Death and taxes may be inevitable. A big bill for your heirs is not.
“It’s a strategic game of chess played over decades,” says Mark Bosler, an estate planning attorney in Troy, Michigan, and legal adviser to Real Estate Bees. “While the average person relies on a simple will, the well-to-do utilize a different playbook.”
The solution at the center of many estate planners’ designs is a trust.
Among the reasons: Even if you aren’t leaving enough behind to trigger taxes, your estate can get tied up in probate court, which typically assesses fees based on an estate’s total value.
“You are leaving what might have gone to your children or other loved ones to attorneys and the courts,” says Renee Fry, CEO of Gentreo, an online estate planner based in Quincy, Massachusetts. “Anywhere from 3 to 8% of an estate might be lost.”

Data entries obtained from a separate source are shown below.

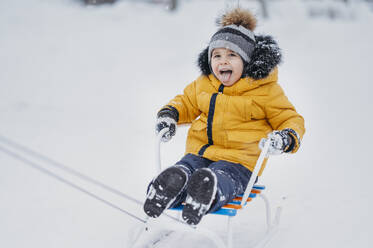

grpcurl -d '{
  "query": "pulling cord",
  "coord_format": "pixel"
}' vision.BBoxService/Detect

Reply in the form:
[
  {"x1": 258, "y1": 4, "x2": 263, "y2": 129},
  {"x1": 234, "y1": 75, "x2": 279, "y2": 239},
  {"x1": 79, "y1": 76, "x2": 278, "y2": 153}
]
[
  {"x1": 0, "y1": 135, "x2": 143, "y2": 205},
  {"x1": 0, "y1": 145, "x2": 146, "y2": 223}
]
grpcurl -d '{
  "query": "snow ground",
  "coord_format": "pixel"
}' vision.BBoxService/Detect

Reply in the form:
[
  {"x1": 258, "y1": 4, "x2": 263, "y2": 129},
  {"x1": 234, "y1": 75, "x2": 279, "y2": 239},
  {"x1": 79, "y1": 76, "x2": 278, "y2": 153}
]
[{"x1": 0, "y1": 0, "x2": 373, "y2": 248}]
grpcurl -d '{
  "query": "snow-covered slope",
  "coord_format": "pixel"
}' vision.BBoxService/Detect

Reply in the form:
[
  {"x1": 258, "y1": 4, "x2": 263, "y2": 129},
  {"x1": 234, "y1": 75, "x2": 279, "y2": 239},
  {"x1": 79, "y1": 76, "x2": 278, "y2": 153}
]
[{"x1": 0, "y1": 0, "x2": 373, "y2": 248}]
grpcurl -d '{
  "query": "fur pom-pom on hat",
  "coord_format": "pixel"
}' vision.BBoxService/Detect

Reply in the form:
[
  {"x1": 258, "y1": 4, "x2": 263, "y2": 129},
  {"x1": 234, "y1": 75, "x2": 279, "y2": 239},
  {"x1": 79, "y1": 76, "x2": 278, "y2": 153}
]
[
  {"x1": 208, "y1": 8, "x2": 256, "y2": 63},
  {"x1": 216, "y1": 8, "x2": 257, "y2": 31},
  {"x1": 198, "y1": 8, "x2": 282, "y2": 80}
]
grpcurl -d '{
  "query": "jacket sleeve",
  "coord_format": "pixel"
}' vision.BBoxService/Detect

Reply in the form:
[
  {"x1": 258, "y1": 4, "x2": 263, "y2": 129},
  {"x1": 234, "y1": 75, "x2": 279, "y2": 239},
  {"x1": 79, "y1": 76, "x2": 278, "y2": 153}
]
[
  {"x1": 163, "y1": 81, "x2": 201, "y2": 124},
  {"x1": 264, "y1": 83, "x2": 305, "y2": 153}
]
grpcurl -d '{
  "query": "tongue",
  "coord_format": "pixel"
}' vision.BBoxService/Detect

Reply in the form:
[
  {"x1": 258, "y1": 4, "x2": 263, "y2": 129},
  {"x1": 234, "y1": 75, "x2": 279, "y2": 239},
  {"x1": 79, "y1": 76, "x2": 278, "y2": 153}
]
[{"x1": 221, "y1": 72, "x2": 232, "y2": 82}]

It’s possible with one caveat: You have to die.
It works like this: Say your savvy uncle bought 100 shares of Nvidia when it began trading in 1999 at $12 a share. Between splits and a soaring price, that $1,200 investment would be worth more than $9 million today. If he left it all to you, you could sell the shares owing little or no tax because gains are calculated from the day he died, not the day he bought it.

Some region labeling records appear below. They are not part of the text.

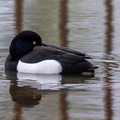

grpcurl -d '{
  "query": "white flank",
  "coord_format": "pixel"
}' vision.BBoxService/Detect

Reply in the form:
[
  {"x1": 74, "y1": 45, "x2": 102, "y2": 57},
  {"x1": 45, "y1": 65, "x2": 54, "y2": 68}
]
[{"x1": 17, "y1": 60, "x2": 62, "y2": 74}]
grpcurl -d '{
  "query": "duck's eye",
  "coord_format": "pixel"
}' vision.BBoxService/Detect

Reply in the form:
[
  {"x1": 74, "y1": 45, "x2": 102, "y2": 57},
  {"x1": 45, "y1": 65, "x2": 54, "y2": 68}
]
[{"x1": 33, "y1": 41, "x2": 36, "y2": 45}]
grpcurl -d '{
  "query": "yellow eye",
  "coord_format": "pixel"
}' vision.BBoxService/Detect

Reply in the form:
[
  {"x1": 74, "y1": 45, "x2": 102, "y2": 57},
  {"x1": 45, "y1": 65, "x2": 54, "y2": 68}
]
[{"x1": 33, "y1": 41, "x2": 36, "y2": 45}]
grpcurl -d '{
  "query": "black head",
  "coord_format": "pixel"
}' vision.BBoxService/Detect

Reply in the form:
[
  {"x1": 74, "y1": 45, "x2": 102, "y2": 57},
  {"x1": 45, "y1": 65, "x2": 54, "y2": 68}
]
[{"x1": 10, "y1": 30, "x2": 42, "y2": 60}]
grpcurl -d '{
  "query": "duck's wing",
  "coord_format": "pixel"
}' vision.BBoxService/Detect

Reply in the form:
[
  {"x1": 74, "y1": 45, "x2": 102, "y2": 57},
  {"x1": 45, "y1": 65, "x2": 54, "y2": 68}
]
[
  {"x1": 21, "y1": 46, "x2": 86, "y2": 64},
  {"x1": 43, "y1": 44, "x2": 92, "y2": 59}
]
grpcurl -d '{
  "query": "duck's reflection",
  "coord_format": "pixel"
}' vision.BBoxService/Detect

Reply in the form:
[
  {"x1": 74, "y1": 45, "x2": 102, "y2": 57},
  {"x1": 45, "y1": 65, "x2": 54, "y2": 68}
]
[{"x1": 6, "y1": 72, "x2": 93, "y2": 120}]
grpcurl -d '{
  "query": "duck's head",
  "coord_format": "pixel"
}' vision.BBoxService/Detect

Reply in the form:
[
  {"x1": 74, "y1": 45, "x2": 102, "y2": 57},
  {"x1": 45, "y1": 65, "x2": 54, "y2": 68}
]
[{"x1": 10, "y1": 30, "x2": 42, "y2": 60}]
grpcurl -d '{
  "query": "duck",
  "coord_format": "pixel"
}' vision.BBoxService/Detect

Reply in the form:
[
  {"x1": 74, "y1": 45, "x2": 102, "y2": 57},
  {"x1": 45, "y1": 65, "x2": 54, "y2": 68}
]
[{"x1": 5, "y1": 30, "x2": 98, "y2": 74}]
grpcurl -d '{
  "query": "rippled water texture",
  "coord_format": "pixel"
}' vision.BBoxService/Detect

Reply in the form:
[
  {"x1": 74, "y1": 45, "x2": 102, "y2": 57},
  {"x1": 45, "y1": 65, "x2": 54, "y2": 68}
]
[{"x1": 0, "y1": 0, "x2": 120, "y2": 120}]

Benjamin Trujillo, a partner with the wealth advisory firm Moneta, based in St. Louis, Missouri, says it all seems “like a magic trick.” And it’s completely legal.
“Wealth transfer looks like smoke and mirrors,” Trujillo says. “Assets like stocks can quietly grow for decades and, when they’re inherited, the tax bill often disappears.”
Lawmakers have sometimes proposed limits on the “step-up” rule but at least for now, it remains, making it one of the biggest not-so-secret weapons in the arsenals of those looking to create generational wealth. If stocks aren’t your forte, “step-up” applies to other types of investments too, including artwork, real estate and collectibles.
Regulations vary from place to place, but many banks and brokerages allow you to name a beneficiary to whom the funds will be transferred to upon your death.
“One of the easiest ways to transfer assets hassle-free,” says Allison Harrison, an attorney in Columbus, Ohio, who focuses on estate planning.
Beneficiary designations generally override wills, so it’s important to make sure yours are up to date to avoid the mess of having, say, an ex-spouse end up with everything you saved.
All of this requires planning, but experts say investing a little time in mapping out your estate is one of the moves that separates the rich from the less well-off.
“Wealthy families plan,” says Fry. “They don’t leave assets and decisions unprotected.”